El resultado del referéndum del 21 de febrero de 2016 para una nueva reelección presidencial y vicepresidencial, dejando de lado el límite de dos períodos consecutivos establecidos por el artículo 168 de la Constitución Política del Estado, es desestimado por el oficialismo con la falacia de que la ciudadanía se encontraba sugestionada por la “mentira” alrededor del llamado caso Zapata. La propia palabra del Primer Mandatario enfatizó que el 21F no fue el día de la derrota, sino el “día de la mentira”. Hay muchas razones opuestas a la presunta sugestión. Es que los tiempos que corren traen consigo el eclipse de la moralidad que hace a la vida íntima y privada de las personas. Atrás van quedando las costumbres severas que exigían honestidad en la totalidad de los actos, por lo que vivimos una sociedad bastante liviana en cuyo ámbito no se hace distinciones, así sea con los titulares del poder.
En otras latitudes la conducta de estos personajes tiene implicancias que, ahora, en nuestro medio, se las ve con indiferencia. La valoración social positiva o negativa de esta evolución o involución es discurso aparte. Salta a la vista otra manifestación del victimismo que forma parte de la estrategia utilizada por el Gobierno. Una prolongada permanencia en el mando ocasiona el hastío general como factor influyente, que podría reeditarse en la elección de octubre próximo. No se descarta la posición política e ideológica como condicionante del voto, sin duda menor a los intereses y expectativas personales y de grupo, figura no despreciable en el sector que sufragó contra el señalado mandato constitucional.
La situación conduce a interrogar si la supuesta manipulación fue ciertamente la causa del rotundo NO. Sin duda la mentira es un arma política, aunque de efectos siempre ruinosos. Quien la use y abuse corre el riesgo consiguiente. La mentira y el engaño van de la mano. La falsedad no rinde ni puede hacer capitular a la verdad.
El Gobierno al atribuir a manipulación el tema de la paternidad presidencial en el caso, incurriría en mentira, habiendo, como hay, otras razones influyentes en el resultado del 21F. Existe “quien no cree jamás en nada de lo que dice él mismo”, frase que vale tanto como esta otra: “nos engañamos nosotros mismos por engañar a otros”. Cuando la mentira se convierte en hábito, se crea una variedad por la cual es difícil discriminar qué puede ser verdad y qué mentira. Esto sucede, a su vez, con las proclamas gubernamentales de su gestión, su programa, sus obras y una supuesta eficiencia en todos. Es también “un error fatal creer que las mentiras se disimulan bajo el exceso” o la exageración.

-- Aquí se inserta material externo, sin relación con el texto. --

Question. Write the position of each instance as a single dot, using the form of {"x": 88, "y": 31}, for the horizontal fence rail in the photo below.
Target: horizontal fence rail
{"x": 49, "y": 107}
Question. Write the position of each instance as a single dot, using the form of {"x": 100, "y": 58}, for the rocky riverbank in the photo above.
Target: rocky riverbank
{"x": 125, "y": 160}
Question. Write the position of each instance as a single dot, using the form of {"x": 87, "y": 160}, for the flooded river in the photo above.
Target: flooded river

Este hábito de mentir como estrategia -ya lo dijimos- se bifurca en doble sentido. No sólo en relación con lo efectuado o dejado de efectuar por la gestión de Gobierno. De suyo se empezó con el embuste de la “nacionalización” de los hidrocarburos, quedando en poco tiempo al descubierto su verdadera dimensión de simple recurso propagandístico.
Parecidas características tienen las manidas comparaciones de los gobiernos “neoliberales” con el proceso de cambio. Se sostiene, por ejemplo, que los gobernantes de entonces pedían al extranjero para atender el pago del aguinaldo de cada año, extremo que nadie puede certificarlo como evidente. Olvida que con dinero (abundante en su caso, por motivos exógenos), hasta la pobreza es llevadera, como reza el dicho popular y que es cosa distinta administrar la pobreza congénita de nuestro país, pese a lo pródigo de la naturaleza. Vale aclarar que el autor de esta nota no militó en ninguno de los partidos que administraron antes del 2005, ciñéndose a la verdad, pero juzga que es una cobardía el silencio de los responsables de esas gestiones por no salir a desvirtuar las mentiras oficialistas.